De irisbloem kreeg zijn algemene naam in het oude Griekenland. Totdat het zich echter over de hele wereld verspreidde, werd deze spectaculaire plant in verschillende landen anders genoemd - elk volk koos de naam op basis van hun associaties.
Dus het woord "iris" verscheen en werd toegewezen aan een bloem in het oude Griekenland. De prachtige plant is vernoemd naar de godin Iris, de boodschapper van de goden. Ze daalde van de hemel naar de aarde langs een regenboog om Gods wil aan de mensen te verkondigen. Daarom werd de regenboog het symbool van de boodschappergodin. En iris heeft, zoals je weet, een enorm aantal kleuropties - net als een regenboog! Er zijn ongeveer 800 soorten irissen in verschillende tinten, het komt zelfs voor dat meerdere verschillende kleuren op één irisbloem worden gecombineerd, wat het nog spectaculairder maakt.
Dus het woord "iris" in het oude Grieks begon een regenboog en een bloem te betekenen. Dit idee met een naam voor een bloem is van Hippocrates, een Griekse arts. Veel later stelde Karl Linnaeus een uniform systeem van wetenschappelijke namen voor planten voor. En in dit systeem voor de iris behield hij zijn oude naam. Dus het werd bekend bij alle botanici van de wereld en verspreidde zich vervolgens buiten de wetenschappelijke wereld en wortelde in de alledaagse taal.
In Rusland werd deze naam pas in de tweede helft van de 19e eeuw bekend, en tot nu toe noemden de Russen de iris "iris" (vanwege de gelijkenis van de bladeren met een zeis).
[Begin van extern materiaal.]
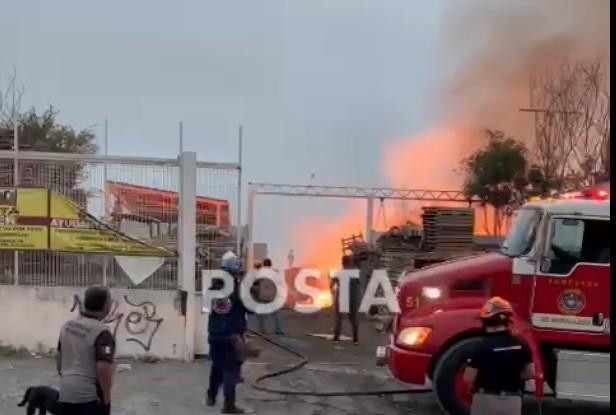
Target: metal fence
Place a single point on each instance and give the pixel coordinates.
(118, 191)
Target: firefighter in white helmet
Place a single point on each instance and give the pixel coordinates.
(499, 365)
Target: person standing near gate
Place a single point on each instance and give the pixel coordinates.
(499, 366)
(226, 329)
(85, 356)
(354, 302)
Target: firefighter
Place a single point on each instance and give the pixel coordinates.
(499, 365)
(354, 300)
(226, 329)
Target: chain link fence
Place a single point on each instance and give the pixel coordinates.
(214, 240)
(136, 196)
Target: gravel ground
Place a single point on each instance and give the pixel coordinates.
(178, 388)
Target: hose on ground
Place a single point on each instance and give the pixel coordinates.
(303, 360)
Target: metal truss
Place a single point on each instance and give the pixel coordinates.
(360, 192)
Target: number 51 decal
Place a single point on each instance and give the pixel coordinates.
(412, 302)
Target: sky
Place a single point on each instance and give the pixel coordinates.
(319, 86)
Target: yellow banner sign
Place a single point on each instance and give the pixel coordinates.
(37, 219)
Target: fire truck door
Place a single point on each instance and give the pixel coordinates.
(572, 282)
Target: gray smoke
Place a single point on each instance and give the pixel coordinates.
(499, 44)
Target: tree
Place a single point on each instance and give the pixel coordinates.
(572, 123)
(42, 132)
(498, 174)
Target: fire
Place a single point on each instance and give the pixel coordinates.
(426, 161)
(487, 89)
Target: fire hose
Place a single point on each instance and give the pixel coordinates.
(303, 360)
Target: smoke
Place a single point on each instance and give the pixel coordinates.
(492, 48)
(502, 44)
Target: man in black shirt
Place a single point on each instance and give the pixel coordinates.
(354, 302)
(499, 365)
(226, 328)
(84, 361)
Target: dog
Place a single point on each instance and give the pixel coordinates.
(43, 398)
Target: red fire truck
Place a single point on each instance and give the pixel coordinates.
(554, 268)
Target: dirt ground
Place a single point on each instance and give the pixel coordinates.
(179, 388)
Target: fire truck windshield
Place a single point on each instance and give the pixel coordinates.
(522, 235)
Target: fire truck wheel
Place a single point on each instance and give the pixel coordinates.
(452, 394)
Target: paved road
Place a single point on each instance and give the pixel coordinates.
(178, 388)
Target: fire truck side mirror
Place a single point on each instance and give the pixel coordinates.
(545, 264)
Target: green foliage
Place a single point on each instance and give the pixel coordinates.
(497, 173)
(42, 132)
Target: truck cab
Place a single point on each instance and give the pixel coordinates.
(554, 267)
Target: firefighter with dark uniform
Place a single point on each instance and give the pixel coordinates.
(226, 329)
(497, 370)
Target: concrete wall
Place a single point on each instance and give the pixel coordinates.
(145, 322)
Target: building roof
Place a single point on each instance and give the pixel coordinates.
(574, 207)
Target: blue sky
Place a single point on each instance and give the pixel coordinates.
(319, 86)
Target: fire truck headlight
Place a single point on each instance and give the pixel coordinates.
(413, 336)
(432, 293)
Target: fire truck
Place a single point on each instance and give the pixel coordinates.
(554, 267)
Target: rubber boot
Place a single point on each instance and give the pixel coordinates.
(232, 409)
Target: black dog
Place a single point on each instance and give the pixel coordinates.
(43, 398)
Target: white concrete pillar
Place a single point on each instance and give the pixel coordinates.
(369, 219)
(187, 244)
(250, 226)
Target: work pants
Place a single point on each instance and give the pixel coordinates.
(276, 316)
(352, 319)
(87, 408)
(225, 370)
(485, 404)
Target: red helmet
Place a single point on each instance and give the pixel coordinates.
(496, 308)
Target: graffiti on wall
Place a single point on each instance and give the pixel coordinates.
(138, 320)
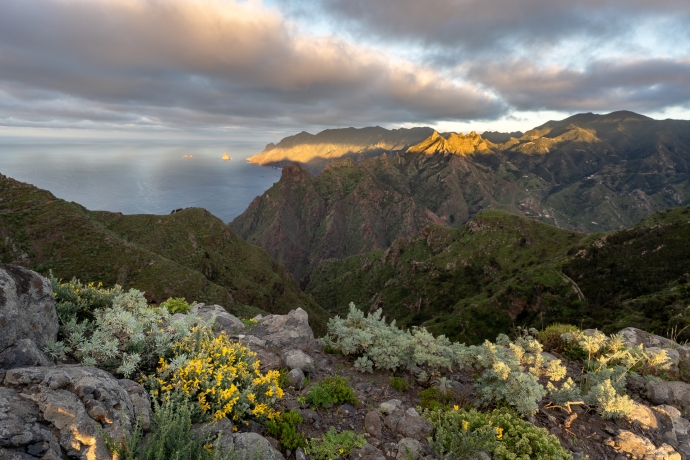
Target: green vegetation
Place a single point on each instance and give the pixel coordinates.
(220, 378)
(331, 390)
(461, 434)
(127, 338)
(176, 305)
(501, 270)
(190, 254)
(171, 438)
(284, 429)
(400, 384)
(607, 361)
(333, 444)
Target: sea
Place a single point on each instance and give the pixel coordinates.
(141, 177)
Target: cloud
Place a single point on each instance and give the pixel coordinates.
(604, 85)
(461, 28)
(200, 63)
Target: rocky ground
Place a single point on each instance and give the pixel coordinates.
(50, 411)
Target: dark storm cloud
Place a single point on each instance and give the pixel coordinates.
(199, 63)
(604, 85)
(472, 26)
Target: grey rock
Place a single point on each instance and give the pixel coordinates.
(27, 311)
(288, 331)
(21, 430)
(79, 403)
(409, 449)
(414, 426)
(141, 402)
(373, 424)
(347, 410)
(297, 359)
(215, 429)
(23, 352)
(673, 393)
(253, 445)
(296, 378)
(367, 452)
(224, 321)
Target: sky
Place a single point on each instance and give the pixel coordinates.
(228, 68)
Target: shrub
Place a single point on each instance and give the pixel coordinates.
(331, 390)
(284, 428)
(176, 305)
(510, 372)
(550, 337)
(461, 434)
(125, 339)
(607, 362)
(400, 384)
(385, 346)
(78, 301)
(221, 376)
(171, 438)
(334, 445)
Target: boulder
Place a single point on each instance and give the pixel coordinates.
(287, 331)
(636, 446)
(296, 378)
(409, 449)
(414, 426)
(21, 430)
(367, 452)
(79, 404)
(297, 359)
(253, 445)
(28, 319)
(373, 424)
(141, 402)
(673, 393)
(224, 321)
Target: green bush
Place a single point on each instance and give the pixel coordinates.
(385, 346)
(550, 337)
(334, 445)
(331, 390)
(461, 434)
(607, 362)
(176, 305)
(127, 338)
(78, 301)
(399, 384)
(171, 437)
(221, 377)
(284, 429)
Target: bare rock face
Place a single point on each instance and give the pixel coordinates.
(28, 320)
(75, 404)
(291, 331)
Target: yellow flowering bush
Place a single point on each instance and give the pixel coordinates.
(222, 377)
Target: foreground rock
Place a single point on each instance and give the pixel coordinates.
(28, 320)
(66, 410)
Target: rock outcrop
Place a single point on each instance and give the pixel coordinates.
(28, 320)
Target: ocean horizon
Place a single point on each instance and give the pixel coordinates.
(141, 177)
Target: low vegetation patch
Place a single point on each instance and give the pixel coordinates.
(461, 434)
(331, 390)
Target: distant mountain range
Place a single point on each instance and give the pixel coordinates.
(500, 270)
(587, 173)
(189, 253)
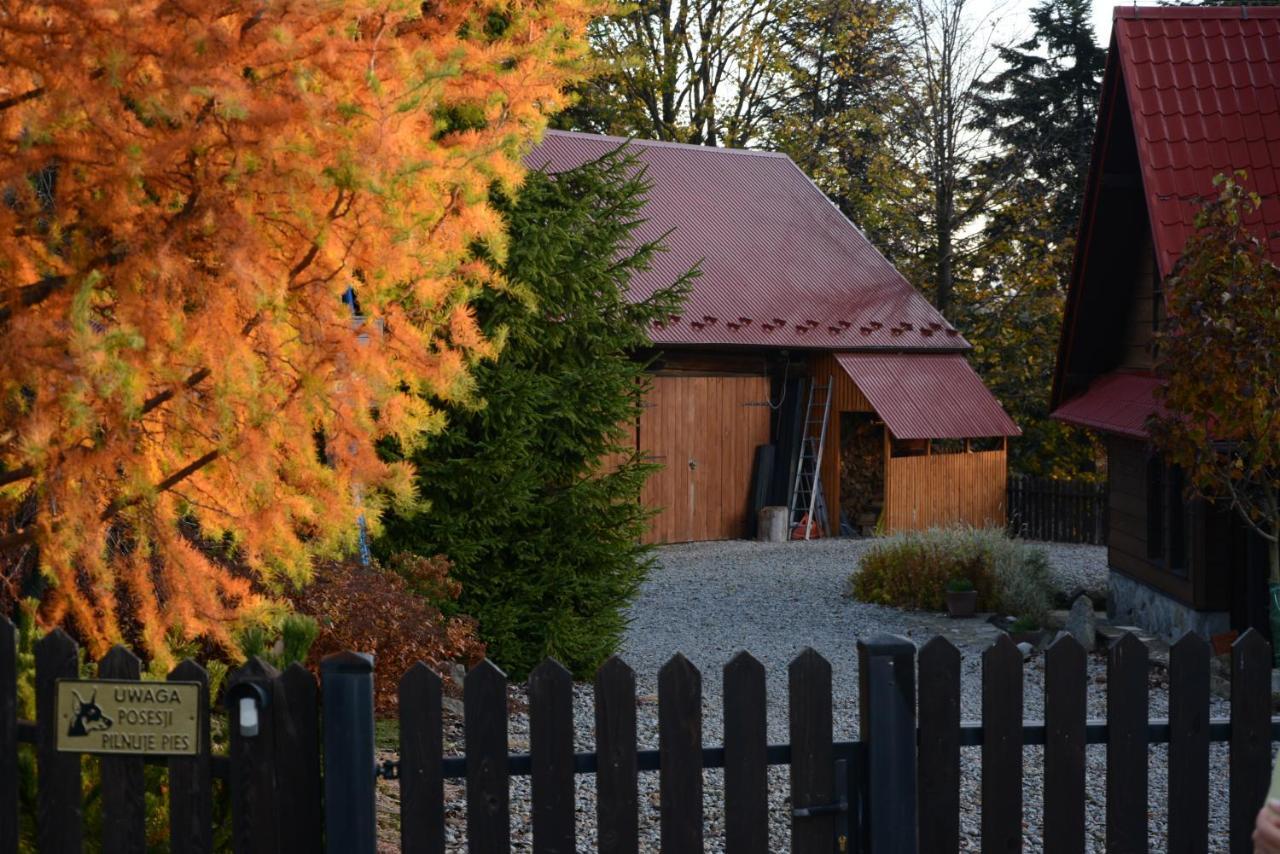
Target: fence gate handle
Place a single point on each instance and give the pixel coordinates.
(840, 808)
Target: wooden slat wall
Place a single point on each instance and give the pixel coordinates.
(945, 489)
(716, 421)
(845, 398)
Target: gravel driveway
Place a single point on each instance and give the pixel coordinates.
(711, 599)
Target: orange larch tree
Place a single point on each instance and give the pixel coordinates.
(186, 192)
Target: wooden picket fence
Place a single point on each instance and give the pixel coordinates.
(1059, 511)
(845, 795)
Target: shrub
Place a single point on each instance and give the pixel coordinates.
(914, 570)
(1024, 624)
(382, 611)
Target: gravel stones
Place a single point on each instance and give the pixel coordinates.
(709, 601)
(1082, 622)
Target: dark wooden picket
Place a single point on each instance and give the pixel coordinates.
(297, 735)
(1188, 745)
(484, 699)
(123, 785)
(909, 753)
(551, 734)
(680, 744)
(1251, 735)
(938, 759)
(420, 772)
(1066, 511)
(1127, 745)
(1002, 747)
(255, 800)
(8, 735)
(812, 757)
(59, 809)
(1065, 712)
(746, 789)
(191, 782)
(617, 789)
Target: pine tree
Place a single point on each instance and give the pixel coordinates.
(1041, 112)
(188, 188)
(833, 115)
(534, 496)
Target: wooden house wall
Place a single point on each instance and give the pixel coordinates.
(1205, 585)
(704, 430)
(1138, 352)
(846, 397)
(945, 489)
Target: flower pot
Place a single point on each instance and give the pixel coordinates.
(963, 603)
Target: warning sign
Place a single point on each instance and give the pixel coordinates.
(119, 716)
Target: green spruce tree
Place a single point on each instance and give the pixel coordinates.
(535, 493)
(844, 63)
(1041, 112)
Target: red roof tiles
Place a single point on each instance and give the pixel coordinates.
(927, 396)
(1118, 402)
(781, 266)
(1203, 87)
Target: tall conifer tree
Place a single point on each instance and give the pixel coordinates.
(1041, 110)
(535, 494)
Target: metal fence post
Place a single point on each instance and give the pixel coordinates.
(886, 676)
(347, 681)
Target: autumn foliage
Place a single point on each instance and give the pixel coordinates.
(188, 190)
(1219, 355)
(392, 612)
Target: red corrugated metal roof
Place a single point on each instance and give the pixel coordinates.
(781, 266)
(927, 396)
(1118, 402)
(1203, 87)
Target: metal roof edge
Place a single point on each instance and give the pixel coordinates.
(666, 144)
(1183, 13)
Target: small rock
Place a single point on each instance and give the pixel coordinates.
(1082, 622)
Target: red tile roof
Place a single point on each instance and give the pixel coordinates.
(1118, 402)
(1203, 87)
(927, 396)
(781, 266)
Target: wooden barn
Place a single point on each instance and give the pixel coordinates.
(795, 304)
(1188, 94)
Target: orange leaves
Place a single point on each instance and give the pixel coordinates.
(188, 192)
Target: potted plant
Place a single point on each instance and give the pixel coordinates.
(961, 598)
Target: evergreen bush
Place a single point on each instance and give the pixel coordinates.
(534, 493)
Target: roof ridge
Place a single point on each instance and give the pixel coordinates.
(1139, 13)
(664, 144)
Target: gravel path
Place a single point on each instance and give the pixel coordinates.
(712, 599)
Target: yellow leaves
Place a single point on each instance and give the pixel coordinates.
(220, 179)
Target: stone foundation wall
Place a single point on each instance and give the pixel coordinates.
(1133, 603)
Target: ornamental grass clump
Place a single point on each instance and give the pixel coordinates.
(915, 569)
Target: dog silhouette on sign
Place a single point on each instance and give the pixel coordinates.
(88, 716)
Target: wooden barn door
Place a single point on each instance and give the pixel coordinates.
(704, 432)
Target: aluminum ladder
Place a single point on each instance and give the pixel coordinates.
(807, 502)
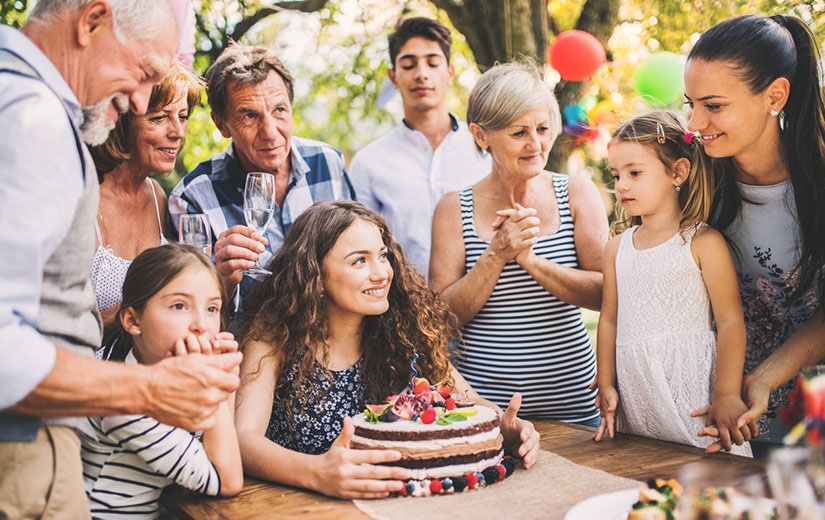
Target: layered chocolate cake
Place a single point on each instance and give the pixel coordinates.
(447, 443)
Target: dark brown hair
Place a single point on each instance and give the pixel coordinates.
(150, 272)
(422, 27)
(286, 310)
(760, 50)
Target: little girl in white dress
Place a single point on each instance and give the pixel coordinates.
(671, 336)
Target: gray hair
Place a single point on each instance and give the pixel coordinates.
(247, 65)
(132, 19)
(505, 92)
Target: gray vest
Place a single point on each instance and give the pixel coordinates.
(68, 309)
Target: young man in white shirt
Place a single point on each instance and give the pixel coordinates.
(403, 174)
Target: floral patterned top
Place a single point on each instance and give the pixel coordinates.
(766, 242)
(313, 428)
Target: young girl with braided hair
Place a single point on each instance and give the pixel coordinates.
(668, 279)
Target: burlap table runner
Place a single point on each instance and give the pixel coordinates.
(545, 491)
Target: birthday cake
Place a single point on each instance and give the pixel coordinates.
(448, 443)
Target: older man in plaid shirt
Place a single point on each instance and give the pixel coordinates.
(250, 96)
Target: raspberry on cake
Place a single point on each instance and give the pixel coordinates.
(448, 444)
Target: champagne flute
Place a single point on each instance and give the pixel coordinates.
(194, 229)
(258, 208)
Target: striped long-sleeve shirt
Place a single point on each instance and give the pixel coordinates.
(128, 460)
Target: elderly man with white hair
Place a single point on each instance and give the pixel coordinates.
(64, 79)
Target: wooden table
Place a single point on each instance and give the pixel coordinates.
(626, 455)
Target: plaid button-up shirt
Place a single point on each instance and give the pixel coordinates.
(215, 187)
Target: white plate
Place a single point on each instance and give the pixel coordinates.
(608, 506)
(615, 505)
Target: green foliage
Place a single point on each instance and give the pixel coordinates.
(13, 12)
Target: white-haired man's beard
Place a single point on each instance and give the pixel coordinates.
(96, 124)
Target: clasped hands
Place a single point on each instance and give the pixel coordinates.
(516, 232)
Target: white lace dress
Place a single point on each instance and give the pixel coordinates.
(665, 343)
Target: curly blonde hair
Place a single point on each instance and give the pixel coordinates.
(286, 310)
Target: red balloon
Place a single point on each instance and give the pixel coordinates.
(577, 55)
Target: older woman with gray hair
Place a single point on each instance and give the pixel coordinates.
(518, 253)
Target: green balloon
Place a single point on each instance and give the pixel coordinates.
(660, 79)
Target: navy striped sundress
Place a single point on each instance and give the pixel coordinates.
(525, 339)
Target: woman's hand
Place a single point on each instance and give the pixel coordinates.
(516, 232)
(347, 473)
(608, 402)
(520, 436)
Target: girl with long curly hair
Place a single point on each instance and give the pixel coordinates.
(335, 326)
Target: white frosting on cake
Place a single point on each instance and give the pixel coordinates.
(478, 438)
(457, 469)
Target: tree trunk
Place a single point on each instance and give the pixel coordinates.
(501, 30)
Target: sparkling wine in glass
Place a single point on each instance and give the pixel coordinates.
(258, 208)
(194, 229)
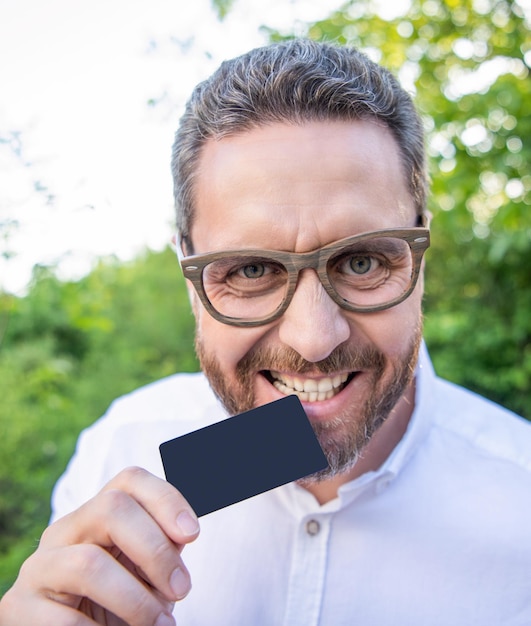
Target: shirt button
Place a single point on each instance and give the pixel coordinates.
(313, 527)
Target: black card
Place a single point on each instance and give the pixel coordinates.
(243, 455)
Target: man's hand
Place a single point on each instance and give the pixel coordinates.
(114, 561)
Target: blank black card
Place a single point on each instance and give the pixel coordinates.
(243, 455)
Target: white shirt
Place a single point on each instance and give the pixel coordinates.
(440, 535)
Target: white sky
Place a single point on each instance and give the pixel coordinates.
(75, 80)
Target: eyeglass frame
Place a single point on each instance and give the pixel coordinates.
(417, 238)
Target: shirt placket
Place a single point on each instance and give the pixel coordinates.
(308, 571)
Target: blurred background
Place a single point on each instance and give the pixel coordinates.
(92, 304)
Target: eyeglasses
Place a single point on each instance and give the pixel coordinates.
(365, 273)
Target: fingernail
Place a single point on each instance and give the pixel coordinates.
(165, 620)
(187, 523)
(180, 583)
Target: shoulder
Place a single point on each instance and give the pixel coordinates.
(131, 432)
(181, 396)
(483, 427)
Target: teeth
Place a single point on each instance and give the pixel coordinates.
(309, 389)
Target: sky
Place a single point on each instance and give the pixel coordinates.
(90, 96)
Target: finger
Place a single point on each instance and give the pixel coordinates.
(115, 519)
(88, 571)
(161, 500)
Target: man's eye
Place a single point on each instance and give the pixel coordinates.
(360, 265)
(256, 270)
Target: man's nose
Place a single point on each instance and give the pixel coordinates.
(313, 324)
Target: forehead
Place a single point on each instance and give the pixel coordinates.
(298, 187)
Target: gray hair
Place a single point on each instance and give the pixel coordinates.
(295, 81)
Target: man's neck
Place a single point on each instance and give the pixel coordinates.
(375, 452)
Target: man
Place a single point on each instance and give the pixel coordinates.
(423, 515)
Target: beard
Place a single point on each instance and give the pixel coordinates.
(344, 436)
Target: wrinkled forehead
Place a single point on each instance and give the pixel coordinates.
(298, 187)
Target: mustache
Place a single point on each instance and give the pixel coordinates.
(343, 358)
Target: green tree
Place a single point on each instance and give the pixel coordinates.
(69, 349)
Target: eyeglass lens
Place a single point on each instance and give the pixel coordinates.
(368, 273)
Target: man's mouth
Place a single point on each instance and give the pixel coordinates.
(309, 389)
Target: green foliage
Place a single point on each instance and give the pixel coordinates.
(467, 64)
(68, 350)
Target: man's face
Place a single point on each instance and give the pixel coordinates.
(297, 188)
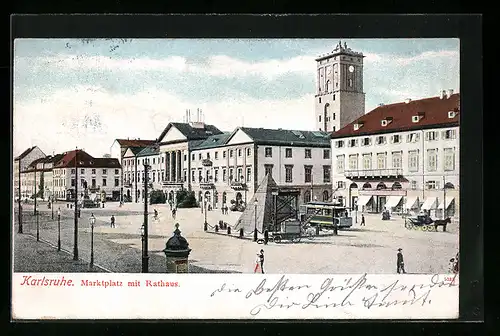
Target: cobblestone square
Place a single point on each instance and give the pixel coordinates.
(370, 249)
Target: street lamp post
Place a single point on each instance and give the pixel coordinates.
(205, 224)
(255, 202)
(92, 222)
(59, 230)
(145, 257)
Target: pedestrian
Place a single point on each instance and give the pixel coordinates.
(257, 263)
(261, 257)
(400, 262)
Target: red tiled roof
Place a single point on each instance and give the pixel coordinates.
(85, 160)
(135, 143)
(435, 114)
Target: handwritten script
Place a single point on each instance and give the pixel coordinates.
(335, 292)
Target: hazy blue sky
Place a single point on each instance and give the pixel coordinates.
(71, 93)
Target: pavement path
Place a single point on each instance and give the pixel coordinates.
(369, 249)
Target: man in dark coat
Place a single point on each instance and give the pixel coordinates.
(400, 262)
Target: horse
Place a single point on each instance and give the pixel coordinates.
(442, 222)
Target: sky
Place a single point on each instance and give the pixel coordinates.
(70, 93)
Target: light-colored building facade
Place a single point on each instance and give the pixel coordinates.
(339, 95)
(21, 163)
(229, 167)
(101, 176)
(401, 157)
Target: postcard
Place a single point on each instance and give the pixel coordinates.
(236, 178)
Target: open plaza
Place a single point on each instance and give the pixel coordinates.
(371, 248)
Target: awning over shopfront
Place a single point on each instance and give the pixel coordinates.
(364, 199)
(430, 203)
(410, 202)
(393, 201)
(448, 202)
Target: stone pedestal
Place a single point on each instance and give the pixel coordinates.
(177, 253)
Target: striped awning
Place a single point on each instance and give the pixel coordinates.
(410, 202)
(393, 201)
(364, 199)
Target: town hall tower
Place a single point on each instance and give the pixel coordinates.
(339, 95)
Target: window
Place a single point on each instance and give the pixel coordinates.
(327, 173)
(413, 161)
(431, 135)
(268, 152)
(380, 140)
(449, 134)
(449, 159)
(268, 169)
(340, 163)
(381, 160)
(288, 173)
(432, 159)
(413, 137)
(307, 174)
(307, 153)
(432, 185)
(396, 138)
(397, 159)
(367, 161)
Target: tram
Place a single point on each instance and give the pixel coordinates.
(325, 215)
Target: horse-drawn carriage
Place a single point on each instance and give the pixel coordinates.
(425, 223)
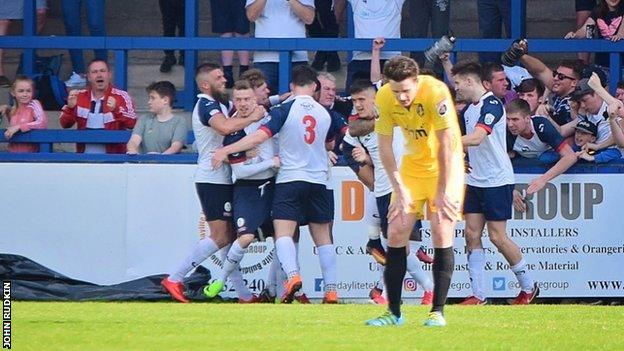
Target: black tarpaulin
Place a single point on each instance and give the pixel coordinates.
(34, 282)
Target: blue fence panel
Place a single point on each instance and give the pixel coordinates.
(191, 44)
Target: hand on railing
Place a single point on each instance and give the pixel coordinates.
(11, 131)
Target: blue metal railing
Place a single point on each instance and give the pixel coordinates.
(192, 44)
(46, 139)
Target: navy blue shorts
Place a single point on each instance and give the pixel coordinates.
(252, 206)
(383, 202)
(299, 200)
(229, 16)
(216, 200)
(495, 203)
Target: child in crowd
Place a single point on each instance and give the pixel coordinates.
(25, 115)
(163, 132)
(586, 133)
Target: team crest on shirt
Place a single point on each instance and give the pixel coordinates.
(442, 108)
(420, 110)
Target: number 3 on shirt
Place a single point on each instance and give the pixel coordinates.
(310, 124)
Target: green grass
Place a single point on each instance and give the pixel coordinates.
(203, 326)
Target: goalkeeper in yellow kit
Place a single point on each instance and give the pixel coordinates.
(432, 174)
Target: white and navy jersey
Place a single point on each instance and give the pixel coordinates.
(544, 137)
(304, 127)
(256, 168)
(370, 142)
(601, 119)
(490, 163)
(207, 140)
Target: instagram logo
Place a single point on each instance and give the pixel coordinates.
(409, 284)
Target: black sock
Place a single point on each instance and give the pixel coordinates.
(443, 264)
(396, 265)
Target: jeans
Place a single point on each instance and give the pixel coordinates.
(493, 14)
(424, 12)
(173, 17)
(73, 27)
(271, 72)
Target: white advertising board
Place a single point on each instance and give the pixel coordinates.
(108, 223)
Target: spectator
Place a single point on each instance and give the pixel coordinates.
(163, 132)
(279, 19)
(327, 98)
(372, 19)
(531, 90)
(617, 129)
(586, 133)
(493, 15)
(531, 137)
(423, 13)
(325, 25)
(607, 19)
(583, 9)
(619, 92)
(73, 27)
(560, 82)
(229, 20)
(257, 80)
(27, 113)
(172, 12)
(14, 10)
(101, 106)
(495, 80)
(593, 109)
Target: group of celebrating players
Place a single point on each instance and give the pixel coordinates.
(267, 173)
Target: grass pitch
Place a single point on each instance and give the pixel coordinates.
(203, 326)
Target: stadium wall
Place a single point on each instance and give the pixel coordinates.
(109, 223)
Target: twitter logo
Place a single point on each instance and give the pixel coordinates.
(498, 283)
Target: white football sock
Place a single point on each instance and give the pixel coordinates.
(236, 277)
(476, 270)
(328, 259)
(287, 253)
(201, 251)
(415, 270)
(232, 260)
(274, 268)
(523, 276)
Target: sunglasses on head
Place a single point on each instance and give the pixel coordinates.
(561, 76)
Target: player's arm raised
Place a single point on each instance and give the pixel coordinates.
(548, 134)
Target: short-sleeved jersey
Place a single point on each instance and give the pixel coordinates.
(370, 142)
(266, 151)
(544, 137)
(303, 125)
(489, 161)
(207, 140)
(432, 110)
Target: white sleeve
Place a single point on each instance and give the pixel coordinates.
(242, 171)
(274, 100)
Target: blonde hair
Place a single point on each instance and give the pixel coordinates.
(20, 78)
De Oekraïners noemden de iris "haan" ("pivnik"), blijkbaar vanwege de gelijkenis van de bloembladen met de veren in de staart van de spreidende haan. Bulgaren, Serviërs en Kroaten noemen de iris tot op de dag van vandaag "Perunik" - ter ere van de Slavische god Perun de Donderaar - of "goden" ("Gods bloem"). Bovendien hadden de Slaven veel volksvarianten van de naam van de iris: de gans met de witte voorkant, de orka, het struikgewas, de staartjes, de karper, de flatbread, de chikan, de belletjes, de chistyak, de wolf (of de haas of de beer) komkommer, ekster bloemen, aardbei.
In Japan worden het woord "iris" en de woorden "strijdersgeest" aangeduid met dezelfde hiëroglief. Daarom bereiden de Japanners op Jongensdag mascottes "Mei-parels" van irisbloemen - het is ontworpen om jongens te helpen dapper te worden. De scherpe bladeren van de bloem lijken immers zo op zwaarden.
In de wereld van de schilderkunst heeft een metafoor wortel geschoten, die de iris "een lelie met een zwaard" noemt, een combinatie van delicate bloembladen met scherpe bladeren. Hij werd een symbool van het verdriet van de Maagd Maria voor Christus en vergezelt haar vaak in de schilderijen van Vlaamse kunstenaars.
Een andere associatie ontstaat - met een snoepje genaamd "iris", dat ons van kinds af aan bekend is met toffee. Waar komt deze klank vandaan? Er wordt aangenomen dat het het idee is van een Franse banketbakker genaamd Morne. Aan het begin van de 20e eeuw werkte hij in St. Petersburg aan deze melksnoepjes en merkte op dat hun reliëf vergelijkbaar was met irisbloemblaadjes.